Added Cooper: “These characters are very patriotic, but you know they’re flawed, and as the show progresses, it gets darker and darker in tone.”
The chaos culminates in Episode 3, edited by Rasch with additional editing by Fefferman, which depicts not one but multiple attempted Watergate break-ins before the burglars overseen by Hunt and Liddy are successful. “After doing a lot of research, they found it was four attempts because of bumbling, pretty much — they couldn’t get into the Watergate,” Rasch said. “I didn’t have a lot of story. I had mostly this bumbling bunch of Cubans trying to get into the Watergate, and it was very much a pleasure to cut.”
‘Editing is like bending metal with your hands. You can’t do it, but you have to do it. You keep squeezing and shaping.’
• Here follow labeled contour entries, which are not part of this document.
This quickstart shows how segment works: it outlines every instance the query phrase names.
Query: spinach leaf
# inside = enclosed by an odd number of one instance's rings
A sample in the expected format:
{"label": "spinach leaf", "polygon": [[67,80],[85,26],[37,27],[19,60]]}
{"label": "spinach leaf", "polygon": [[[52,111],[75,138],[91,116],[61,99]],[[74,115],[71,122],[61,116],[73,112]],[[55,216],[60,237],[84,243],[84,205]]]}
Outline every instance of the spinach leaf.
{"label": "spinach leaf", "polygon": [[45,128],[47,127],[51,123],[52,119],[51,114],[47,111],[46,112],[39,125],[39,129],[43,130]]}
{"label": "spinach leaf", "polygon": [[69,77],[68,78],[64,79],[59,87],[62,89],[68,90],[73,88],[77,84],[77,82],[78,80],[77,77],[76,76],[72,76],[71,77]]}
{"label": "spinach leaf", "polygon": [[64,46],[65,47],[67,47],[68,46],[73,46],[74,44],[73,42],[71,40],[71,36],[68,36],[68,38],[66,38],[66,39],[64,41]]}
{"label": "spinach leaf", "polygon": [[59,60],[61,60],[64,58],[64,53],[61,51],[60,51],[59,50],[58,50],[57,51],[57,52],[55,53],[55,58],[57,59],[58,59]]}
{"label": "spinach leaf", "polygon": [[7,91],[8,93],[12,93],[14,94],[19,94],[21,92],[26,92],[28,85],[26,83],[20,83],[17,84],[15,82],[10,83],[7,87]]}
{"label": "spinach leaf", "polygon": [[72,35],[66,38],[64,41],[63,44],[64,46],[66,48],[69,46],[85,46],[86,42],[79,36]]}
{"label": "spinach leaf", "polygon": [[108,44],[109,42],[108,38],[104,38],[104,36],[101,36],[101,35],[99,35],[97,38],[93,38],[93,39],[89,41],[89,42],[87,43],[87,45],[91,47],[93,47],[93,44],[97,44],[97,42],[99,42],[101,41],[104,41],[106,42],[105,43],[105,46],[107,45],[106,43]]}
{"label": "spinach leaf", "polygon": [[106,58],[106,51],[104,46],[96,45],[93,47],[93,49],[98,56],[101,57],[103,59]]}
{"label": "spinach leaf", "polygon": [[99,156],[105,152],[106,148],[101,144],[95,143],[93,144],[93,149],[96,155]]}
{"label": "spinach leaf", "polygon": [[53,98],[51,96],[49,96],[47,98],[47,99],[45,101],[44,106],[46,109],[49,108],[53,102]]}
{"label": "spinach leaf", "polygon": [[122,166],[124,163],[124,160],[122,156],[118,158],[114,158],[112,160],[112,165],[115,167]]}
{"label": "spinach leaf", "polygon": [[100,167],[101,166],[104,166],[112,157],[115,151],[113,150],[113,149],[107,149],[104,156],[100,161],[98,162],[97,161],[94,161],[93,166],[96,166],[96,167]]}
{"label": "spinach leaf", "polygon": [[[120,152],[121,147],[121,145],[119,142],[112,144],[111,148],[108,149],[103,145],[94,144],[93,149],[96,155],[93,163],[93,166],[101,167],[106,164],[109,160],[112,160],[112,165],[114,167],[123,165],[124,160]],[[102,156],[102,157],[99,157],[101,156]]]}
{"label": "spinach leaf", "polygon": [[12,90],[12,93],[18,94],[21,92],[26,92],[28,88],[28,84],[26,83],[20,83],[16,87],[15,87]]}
Fefferman said that part of the challenge on Episode 3 was making sure the audience could understand the machinations of the break-ins. “In the telling of it, at times it got confusing to us!” Fefferman said. “We often had to ask one another, ‘Wait, which attempt was that?’ . . . But once the mechanics of this consulted timeline was laid out, we could start to hang all the set pieces on there. As confusing as it could be, we needed the audience to be able to clearly track how these guys put themselves in position to get caught.”
The editors had no shortage of footage to experiment with during the process: Mandel is known for experimenting on the set and delivering plenty of options — or challenges — to the editing team.
“Dave Mandel tries things on the set,” Nygard said. “He tries a lot of jokes, complicated angles, and challenging ideas, and then we figure it out.” Mandel and director of photography Steven Meizler often delivered scenes covered with inventive, aggressively styled, and over-the-top camera angles. “We’ve got to find the solution even though we maybe don’t have the coverage that we wish we had or Dave wishes he had,” Nygard said. “He will work at it until he finds a solution, and it’s not easy. But it’s really rewarding when you get there.”
Sometimes, problems were presented by Mandel’s preference for one-ers with Harrelson and Theroux, two very different actors who work at different speeds.
“Justin is a very precise actor and he comes in very planned with an agenda of his own,” Cooper said. “Woody — in a very interesting way, because he comes from comedy but he’s become a great dramatic actor — kind of just feels it and goes with his instincts.” Consequently, one take might be Harrelson’s strongest while another might be Theroux’s. “In the editing room, even though Take 7 might have been circled, you realize you need to cut away halfway through because of a flub or a bad pause or something that wasn’t apparent on the set,” Rasch said. “Now you start doing editorial tricks to try to shorten the scene or get in later.” Sometimes rewriting was done via loop lines and ADR.
“David Mandel once said to me that editing is like bending metal with your hands,” Nygard said. “You can’t do it, but you have to do it. You keep squeezing these scenes, and squeezing and shaping, until you get it where you need it to be.”
Maybe the same analogy applies to the series as a whole: Whether from distant memories of the Watergate TV hearings, or a more recent viewing of “All the President’s Men,” many viewers will have their minds made up about the scandal. But “White House Plumbers” seeks to explain, not excuse, the psychology of two men central to the scheme, Hunt and Liddy.
“The show wasn’t trying to elicit sympathy for these guys, or try to get you on their side, because their political positions and their ethical perspectives obviously weren’t great,” Fefferman said. “But we at least wanted to show that there was a human side that influenced how they behaved and the choices that were made.”
“Antagonists are just as real as protagonists,” Nygard said. “They have families and lives.”